I am guilty only of having strongly criticized these unworthy people and I know about a whole series of bad acts to which they have resorted. Therefore they are trying to scare even me in every possible way. Because of the fact that at one time Pishevari strongly criticized the factionalists and banned them from the first Congress they are trying to pay me back for this because I am his closest relative and pupil.

Dear Cde. Khrushchev, these factionalists still do not know what is an anti-Party element. How can I be an anti-Party element if not one of the eight members of my family is unaffiliated with the Party?

Not satisfied with what was said above, these people have begun to attack even the friends, family, and those close to Pishevari and annoy them.

Dear Cde.

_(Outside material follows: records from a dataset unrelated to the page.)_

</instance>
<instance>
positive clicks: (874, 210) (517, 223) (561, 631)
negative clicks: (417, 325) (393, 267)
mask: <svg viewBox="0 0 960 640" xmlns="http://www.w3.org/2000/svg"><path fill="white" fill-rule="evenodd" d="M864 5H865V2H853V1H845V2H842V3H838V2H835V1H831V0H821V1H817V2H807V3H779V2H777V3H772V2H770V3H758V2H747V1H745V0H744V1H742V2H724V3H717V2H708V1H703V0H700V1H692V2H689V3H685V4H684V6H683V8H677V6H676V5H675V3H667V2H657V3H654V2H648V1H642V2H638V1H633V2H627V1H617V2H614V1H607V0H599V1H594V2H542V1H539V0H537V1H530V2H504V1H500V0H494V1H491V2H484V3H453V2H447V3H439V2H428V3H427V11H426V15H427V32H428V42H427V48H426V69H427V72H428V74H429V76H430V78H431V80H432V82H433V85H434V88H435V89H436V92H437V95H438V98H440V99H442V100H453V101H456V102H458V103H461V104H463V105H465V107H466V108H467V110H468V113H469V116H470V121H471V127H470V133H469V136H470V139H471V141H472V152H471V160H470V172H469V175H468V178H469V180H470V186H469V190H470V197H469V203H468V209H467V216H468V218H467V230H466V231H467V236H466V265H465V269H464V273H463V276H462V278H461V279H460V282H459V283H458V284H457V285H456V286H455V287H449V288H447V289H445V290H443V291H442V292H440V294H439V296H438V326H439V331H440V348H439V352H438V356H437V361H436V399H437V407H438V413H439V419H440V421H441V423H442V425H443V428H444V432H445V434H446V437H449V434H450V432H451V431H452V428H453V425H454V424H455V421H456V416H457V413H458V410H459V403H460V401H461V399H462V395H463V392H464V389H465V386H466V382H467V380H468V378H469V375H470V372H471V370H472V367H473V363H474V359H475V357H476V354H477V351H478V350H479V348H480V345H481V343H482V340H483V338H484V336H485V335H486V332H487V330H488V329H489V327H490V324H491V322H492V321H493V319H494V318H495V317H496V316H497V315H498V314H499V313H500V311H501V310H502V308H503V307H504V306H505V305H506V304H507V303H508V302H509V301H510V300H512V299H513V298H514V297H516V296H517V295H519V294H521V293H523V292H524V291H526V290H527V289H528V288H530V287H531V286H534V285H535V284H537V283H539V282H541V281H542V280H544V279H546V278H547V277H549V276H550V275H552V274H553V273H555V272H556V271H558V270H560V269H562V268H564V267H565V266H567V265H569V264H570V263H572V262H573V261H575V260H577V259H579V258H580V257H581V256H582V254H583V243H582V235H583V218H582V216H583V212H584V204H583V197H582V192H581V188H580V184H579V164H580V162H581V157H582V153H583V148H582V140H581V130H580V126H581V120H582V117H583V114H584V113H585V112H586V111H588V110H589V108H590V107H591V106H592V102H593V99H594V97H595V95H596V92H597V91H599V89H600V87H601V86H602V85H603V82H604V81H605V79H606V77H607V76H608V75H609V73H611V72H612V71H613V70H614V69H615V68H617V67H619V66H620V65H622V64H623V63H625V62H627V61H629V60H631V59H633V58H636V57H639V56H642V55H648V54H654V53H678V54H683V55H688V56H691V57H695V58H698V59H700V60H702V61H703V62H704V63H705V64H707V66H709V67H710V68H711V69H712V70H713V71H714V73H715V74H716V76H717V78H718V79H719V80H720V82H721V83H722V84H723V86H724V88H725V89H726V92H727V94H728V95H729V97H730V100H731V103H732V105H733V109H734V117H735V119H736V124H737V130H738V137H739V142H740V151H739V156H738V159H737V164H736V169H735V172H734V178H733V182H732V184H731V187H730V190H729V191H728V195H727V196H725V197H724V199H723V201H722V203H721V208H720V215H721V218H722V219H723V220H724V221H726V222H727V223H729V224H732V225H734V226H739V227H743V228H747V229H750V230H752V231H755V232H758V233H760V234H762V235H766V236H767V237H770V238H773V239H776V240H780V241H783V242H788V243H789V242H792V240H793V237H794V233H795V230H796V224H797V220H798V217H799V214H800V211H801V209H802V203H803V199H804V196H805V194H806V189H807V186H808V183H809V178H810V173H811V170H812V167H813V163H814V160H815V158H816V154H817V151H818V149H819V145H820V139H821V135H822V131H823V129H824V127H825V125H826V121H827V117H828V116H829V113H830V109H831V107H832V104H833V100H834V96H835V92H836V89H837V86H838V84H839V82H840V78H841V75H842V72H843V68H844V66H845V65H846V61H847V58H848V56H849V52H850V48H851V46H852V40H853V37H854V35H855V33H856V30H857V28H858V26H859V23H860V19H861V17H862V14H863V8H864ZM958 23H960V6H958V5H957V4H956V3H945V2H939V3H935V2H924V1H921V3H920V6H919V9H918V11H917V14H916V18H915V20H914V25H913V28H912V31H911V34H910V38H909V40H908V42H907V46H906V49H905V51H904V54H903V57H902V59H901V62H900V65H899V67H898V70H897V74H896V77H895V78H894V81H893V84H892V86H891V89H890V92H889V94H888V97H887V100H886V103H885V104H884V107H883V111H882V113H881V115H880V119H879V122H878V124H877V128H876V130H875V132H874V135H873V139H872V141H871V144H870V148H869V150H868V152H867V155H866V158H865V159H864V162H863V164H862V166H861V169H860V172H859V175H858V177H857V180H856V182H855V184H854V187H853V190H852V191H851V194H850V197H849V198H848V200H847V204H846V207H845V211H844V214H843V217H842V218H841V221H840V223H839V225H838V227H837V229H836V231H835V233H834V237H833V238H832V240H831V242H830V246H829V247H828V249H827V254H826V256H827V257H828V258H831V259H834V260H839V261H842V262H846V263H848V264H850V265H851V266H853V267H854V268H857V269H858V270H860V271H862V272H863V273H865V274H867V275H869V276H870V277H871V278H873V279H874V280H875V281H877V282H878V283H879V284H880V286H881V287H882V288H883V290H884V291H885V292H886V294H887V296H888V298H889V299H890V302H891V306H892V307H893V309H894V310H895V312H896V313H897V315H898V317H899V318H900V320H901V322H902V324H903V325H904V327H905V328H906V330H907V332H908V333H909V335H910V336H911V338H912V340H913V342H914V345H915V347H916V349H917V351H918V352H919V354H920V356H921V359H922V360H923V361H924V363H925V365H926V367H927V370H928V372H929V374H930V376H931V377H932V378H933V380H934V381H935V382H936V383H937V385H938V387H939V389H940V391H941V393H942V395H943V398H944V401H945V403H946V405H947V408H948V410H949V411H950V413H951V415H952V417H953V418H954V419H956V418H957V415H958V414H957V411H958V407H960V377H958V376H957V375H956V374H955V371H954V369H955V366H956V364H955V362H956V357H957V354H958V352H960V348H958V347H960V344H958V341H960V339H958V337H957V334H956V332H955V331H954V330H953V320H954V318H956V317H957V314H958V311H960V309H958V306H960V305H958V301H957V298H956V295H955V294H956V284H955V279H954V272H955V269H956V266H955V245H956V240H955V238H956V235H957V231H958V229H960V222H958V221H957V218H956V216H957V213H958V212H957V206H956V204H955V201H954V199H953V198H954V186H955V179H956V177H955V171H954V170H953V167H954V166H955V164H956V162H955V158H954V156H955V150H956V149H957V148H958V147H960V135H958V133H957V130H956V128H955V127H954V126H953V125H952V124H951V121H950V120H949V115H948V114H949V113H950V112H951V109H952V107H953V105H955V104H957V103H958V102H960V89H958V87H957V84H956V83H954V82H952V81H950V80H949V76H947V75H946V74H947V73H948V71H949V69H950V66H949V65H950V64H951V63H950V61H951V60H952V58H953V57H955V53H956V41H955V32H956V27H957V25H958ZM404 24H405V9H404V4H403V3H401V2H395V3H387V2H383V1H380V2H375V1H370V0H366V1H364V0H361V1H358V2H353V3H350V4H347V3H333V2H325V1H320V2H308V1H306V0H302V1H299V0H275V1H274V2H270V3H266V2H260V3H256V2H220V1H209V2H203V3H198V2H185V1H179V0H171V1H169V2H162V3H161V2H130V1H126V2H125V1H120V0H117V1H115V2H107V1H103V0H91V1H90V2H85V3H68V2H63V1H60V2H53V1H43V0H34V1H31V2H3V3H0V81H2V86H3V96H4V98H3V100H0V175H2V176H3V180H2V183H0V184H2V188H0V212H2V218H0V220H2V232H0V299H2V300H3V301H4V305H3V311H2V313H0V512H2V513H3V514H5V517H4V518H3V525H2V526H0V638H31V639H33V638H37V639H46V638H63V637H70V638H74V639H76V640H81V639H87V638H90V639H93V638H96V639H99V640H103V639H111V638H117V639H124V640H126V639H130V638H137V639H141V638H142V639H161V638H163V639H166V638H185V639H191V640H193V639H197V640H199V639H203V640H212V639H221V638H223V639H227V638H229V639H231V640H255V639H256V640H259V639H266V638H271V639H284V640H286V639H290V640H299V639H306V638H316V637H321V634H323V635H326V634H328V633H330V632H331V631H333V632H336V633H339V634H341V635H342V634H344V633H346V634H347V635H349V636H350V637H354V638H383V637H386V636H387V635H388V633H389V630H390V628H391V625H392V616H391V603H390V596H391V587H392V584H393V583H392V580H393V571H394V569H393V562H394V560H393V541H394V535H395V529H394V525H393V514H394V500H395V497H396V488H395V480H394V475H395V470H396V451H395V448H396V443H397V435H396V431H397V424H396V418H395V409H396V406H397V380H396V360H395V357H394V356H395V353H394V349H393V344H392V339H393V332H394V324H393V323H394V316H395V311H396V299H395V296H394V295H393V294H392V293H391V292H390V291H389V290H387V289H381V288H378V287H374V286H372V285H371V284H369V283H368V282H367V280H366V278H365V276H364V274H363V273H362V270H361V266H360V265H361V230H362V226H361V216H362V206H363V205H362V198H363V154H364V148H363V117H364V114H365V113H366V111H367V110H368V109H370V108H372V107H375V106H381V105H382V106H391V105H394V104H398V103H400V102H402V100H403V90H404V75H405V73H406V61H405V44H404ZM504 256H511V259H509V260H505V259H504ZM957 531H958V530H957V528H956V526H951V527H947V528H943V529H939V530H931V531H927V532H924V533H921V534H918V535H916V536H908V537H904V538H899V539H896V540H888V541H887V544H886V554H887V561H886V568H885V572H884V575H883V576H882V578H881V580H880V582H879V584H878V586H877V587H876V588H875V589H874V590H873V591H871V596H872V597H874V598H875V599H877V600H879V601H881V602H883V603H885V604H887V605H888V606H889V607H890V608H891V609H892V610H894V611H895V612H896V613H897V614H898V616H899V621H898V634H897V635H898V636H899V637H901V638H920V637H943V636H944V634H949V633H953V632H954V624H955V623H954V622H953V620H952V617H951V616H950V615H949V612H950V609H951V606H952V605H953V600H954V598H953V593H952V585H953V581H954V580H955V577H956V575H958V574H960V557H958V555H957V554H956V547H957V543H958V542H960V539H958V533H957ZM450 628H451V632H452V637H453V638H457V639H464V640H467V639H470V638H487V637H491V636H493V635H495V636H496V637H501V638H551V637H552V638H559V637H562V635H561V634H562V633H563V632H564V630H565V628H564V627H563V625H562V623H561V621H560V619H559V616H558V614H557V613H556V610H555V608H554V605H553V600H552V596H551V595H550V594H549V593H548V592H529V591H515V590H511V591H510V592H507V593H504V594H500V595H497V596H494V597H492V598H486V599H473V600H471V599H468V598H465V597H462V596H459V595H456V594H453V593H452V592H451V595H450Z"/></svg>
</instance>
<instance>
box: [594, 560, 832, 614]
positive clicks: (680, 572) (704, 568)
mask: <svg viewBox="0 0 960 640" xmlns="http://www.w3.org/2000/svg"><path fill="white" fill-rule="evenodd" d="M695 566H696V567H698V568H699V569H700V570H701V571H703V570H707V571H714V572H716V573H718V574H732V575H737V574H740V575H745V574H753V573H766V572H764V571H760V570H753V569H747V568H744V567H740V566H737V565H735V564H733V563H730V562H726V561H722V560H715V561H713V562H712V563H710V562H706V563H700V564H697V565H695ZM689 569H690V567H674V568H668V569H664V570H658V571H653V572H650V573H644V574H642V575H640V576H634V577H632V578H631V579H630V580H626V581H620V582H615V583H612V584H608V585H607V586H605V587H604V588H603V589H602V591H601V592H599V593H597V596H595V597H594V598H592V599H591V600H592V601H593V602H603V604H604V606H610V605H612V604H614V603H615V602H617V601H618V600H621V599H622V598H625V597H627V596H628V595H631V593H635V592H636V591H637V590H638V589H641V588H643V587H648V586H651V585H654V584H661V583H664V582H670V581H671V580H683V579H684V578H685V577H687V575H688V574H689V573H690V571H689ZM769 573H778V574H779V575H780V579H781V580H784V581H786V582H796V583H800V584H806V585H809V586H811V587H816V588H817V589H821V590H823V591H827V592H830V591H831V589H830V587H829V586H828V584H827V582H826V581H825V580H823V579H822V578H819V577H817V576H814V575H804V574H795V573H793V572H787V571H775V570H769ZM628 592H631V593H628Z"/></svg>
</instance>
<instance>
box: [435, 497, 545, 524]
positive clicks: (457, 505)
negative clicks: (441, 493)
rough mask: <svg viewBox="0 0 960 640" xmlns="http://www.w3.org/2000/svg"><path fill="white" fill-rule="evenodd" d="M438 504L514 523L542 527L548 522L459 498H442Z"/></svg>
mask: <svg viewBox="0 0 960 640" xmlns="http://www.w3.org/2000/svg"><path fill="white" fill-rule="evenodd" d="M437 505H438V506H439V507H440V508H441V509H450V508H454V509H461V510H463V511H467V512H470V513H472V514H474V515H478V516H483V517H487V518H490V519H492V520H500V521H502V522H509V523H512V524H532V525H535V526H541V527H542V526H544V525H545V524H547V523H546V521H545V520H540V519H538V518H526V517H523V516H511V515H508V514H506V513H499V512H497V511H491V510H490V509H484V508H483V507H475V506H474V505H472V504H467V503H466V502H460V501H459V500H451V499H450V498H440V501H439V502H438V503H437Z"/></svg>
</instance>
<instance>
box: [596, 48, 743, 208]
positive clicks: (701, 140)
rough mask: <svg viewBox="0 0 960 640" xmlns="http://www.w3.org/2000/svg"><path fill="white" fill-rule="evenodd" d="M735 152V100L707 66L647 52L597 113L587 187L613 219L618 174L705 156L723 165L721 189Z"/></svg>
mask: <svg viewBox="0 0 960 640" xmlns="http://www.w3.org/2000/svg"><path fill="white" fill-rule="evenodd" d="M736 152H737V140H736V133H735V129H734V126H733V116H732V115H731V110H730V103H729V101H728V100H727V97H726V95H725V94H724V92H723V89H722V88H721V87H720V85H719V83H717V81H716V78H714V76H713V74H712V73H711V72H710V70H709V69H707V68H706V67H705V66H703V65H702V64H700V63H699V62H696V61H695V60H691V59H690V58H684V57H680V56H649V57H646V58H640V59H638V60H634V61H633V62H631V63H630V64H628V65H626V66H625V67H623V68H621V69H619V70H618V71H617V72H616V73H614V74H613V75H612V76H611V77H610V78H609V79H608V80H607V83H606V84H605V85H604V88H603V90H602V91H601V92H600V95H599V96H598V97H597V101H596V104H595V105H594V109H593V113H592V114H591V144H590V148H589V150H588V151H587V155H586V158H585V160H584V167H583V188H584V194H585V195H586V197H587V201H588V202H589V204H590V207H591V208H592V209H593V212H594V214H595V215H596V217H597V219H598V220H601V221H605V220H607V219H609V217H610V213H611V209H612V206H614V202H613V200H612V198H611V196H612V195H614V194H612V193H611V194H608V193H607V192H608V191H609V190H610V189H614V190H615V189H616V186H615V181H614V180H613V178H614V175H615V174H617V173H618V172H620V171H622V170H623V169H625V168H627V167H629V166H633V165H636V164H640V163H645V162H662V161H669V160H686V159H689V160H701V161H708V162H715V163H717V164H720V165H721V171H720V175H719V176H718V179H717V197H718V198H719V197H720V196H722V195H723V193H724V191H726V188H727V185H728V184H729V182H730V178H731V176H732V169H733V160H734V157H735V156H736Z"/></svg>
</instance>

Khrushchev, what the traitor Beria did with the family of Ordzhonikidze is that same thing that Gulyam Yahya, Cheshmazer, and Rahim Gazi are doing with the family of Pishevari and his relatives.

I will only be able to speak about the characters of these factionalists and about who they are in a meeting with you.

In addition, the sons of those people who at one time held high posts in the Iranian government now occupy high posts in the CC of the Azerbaijan Democratic Party. In spite of the fact that the father worked as the chief of the Britain Department in the Ministry of Foreign Affairs, the son is the dean of the Party school. One can assume that the correspondence of this person with relatives serves as a means to reveal our secrets. I can only tell you in person who appointed them to this work.

Dear Cde. Khrushchev, fearing the people's wrath, they were again forced accept comrades in the Party who had been previously expelled. In view of the fact that they have no proof they are trying to get letters written previously. They say: you write that [you] belonged to an anti-Party group. Some good comrades will give you economic aid, you write, that you belonged to an anti-Party group, then we will provide you with work and accept you into the Party.

This means to cast aspersions on hundreds of Party members and weaken the Party. This only plays into the hands of the enemy.

Finally, dear Cde. Khrushchev, it is impossible to trust the fate of five and a half million people to inexperienced factionalists.